Perguntado se ele tinha confiança de que a Mercedes se recuperaria, Lowe disse: "Você pode ou não chegar lá. Pode piorar. Essa é a natureza do esporte e é por isso que é tão fascinante observar o surgimento e o desaparecimento de campeões".

"Impérios se erguem e caem, e eu sempre achei que a F1 era um pouco assim, um pouco como os romanos e os gregos.
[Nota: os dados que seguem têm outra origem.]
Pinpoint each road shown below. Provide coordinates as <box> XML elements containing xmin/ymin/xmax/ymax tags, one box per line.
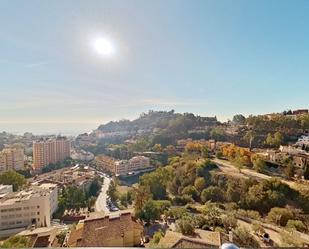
<box><xmin>95</xmin><ymin>176</ymin><xmax>111</xmax><ymax>214</ymax></box>
<box><xmin>212</xmin><ymin>158</ymin><xmax>298</xmax><ymax>189</ymax></box>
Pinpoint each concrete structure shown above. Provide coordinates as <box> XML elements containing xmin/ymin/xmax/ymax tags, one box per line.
<box><xmin>0</xmin><ymin>185</ymin><xmax>13</xmax><ymax>198</ymax></box>
<box><xmin>33</xmin><ymin>137</ymin><xmax>70</xmax><ymax>169</ymax></box>
<box><xmin>0</xmin><ymin>183</ymin><xmax>58</xmax><ymax>238</ymax></box>
<box><xmin>67</xmin><ymin>212</ymin><xmax>143</xmax><ymax>247</ymax></box>
<box><xmin>0</xmin><ymin>145</ymin><xmax>24</xmax><ymax>173</ymax></box>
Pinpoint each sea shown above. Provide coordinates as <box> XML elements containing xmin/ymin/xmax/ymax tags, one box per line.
<box><xmin>0</xmin><ymin>122</ymin><xmax>98</xmax><ymax>137</ymax></box>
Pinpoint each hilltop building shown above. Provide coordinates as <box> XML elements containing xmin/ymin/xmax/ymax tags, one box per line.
<box><xmin>33</xmin><ymin>137</ymin><xmax>70</xmax><ymax>169</ymax></box>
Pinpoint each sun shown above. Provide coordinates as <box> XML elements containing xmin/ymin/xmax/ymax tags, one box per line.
<box><xmin>93</xmin><ymin>37</ymin><xmax>115</xmax><ymax>56</ymax></box>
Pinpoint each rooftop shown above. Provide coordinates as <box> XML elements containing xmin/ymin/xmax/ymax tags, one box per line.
<box><xmin>158</xmin><ymin>230</ymin><xmax>223</xmax><ymax>248</ymax></box>
<box><xmin>0</xmin><ymin>183</ymin><xmax>57</xmax><ymax>206</ymax></box>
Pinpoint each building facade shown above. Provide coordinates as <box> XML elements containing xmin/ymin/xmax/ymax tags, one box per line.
<box><xmin>96</xmin><ymin>155</ymin><xmax>151</xmax><ymax>176</ymax></box>
<box><xmin>0</xmin><ymin>183</ymin><xmax>58</xmax><ymax>238</ymax></box>
<box><xmin>33</xmin><ymin>137</ymin><xmax>71</xmax><ymax>169</ymax></box>
<box><xmin>0</xmin><ymin>146</ymin><xmax>24</xmax><ymax>173</ymax></box>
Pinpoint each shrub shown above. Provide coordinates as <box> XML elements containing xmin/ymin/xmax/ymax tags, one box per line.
<box><xmin>267</xmin><ymin>207</ymin><xmax>294</xmax><ymax>226</ymax></box>
<box><xmin>286</xmin><ymin>219</ymin><xmax>306</xmax><ymax>232</ymax></box>
<box><xmin>181</xmin><ymin>185</ymin><xmax>199</xmax><ymax>200</ymax></box>
<box><xmin>172</xmin><ymin>195</ymin><xmax>193</xmax><ymax>205</ymax></box>
<box><xmin>177</xmin><ymin>219</ymin><xmax>195</xmax><ymax>235</ymax></box>
<box><xmin>233</xmin><ymin>227</ymin><xmax>259</xmax><ymax>248</ymax></box>
<box><xmin>222</xmin><ymin>215</ymin><xmax>237</xmax><ymax>232</ymax></box>
<box><xmin>201</xmin><ymin>186</ymin><xmax>225</xmax><ymax>203</ymax></box>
Há muitos componentes para isso e a complacência pode ser um deles, aliás, e vimos isso com os romanos".

Lewis Hamilton, Mercedes F1 W15

Lewis Hamilton, Mercedes F1 W15

Foto de: Zak Mauger / Motorsport Images

"Ficamos muito felizes em 1992, na Williams, por termos vencido a McLaren, que parecia imbatível há alguns anos, e quando você sai e os vence, não consegue acreditar, mas algo mudou e muitas coisas podem contribuir para isso."

Lowe avalia que a próxima grande revisão de regras, em 2026, pode oferecer à Mercedes a oportunidade de que ela precisa para retornar à sua antiga glória.

"Os regulamentos de 2026 serão uma perturbação que a Mercedes está ansiosa para ver se pode perturbar o status quo", acrescentou Lowe.

"Mas, infelizmente, a fórmula atual tem muito a ver com a otimização em um nível micro, além de algumas estruturas básicas que você escolhe, copia ou evolui, e então se trata de otimização, e é muito difícil fazer mudanças drásticas dentro desse espaço".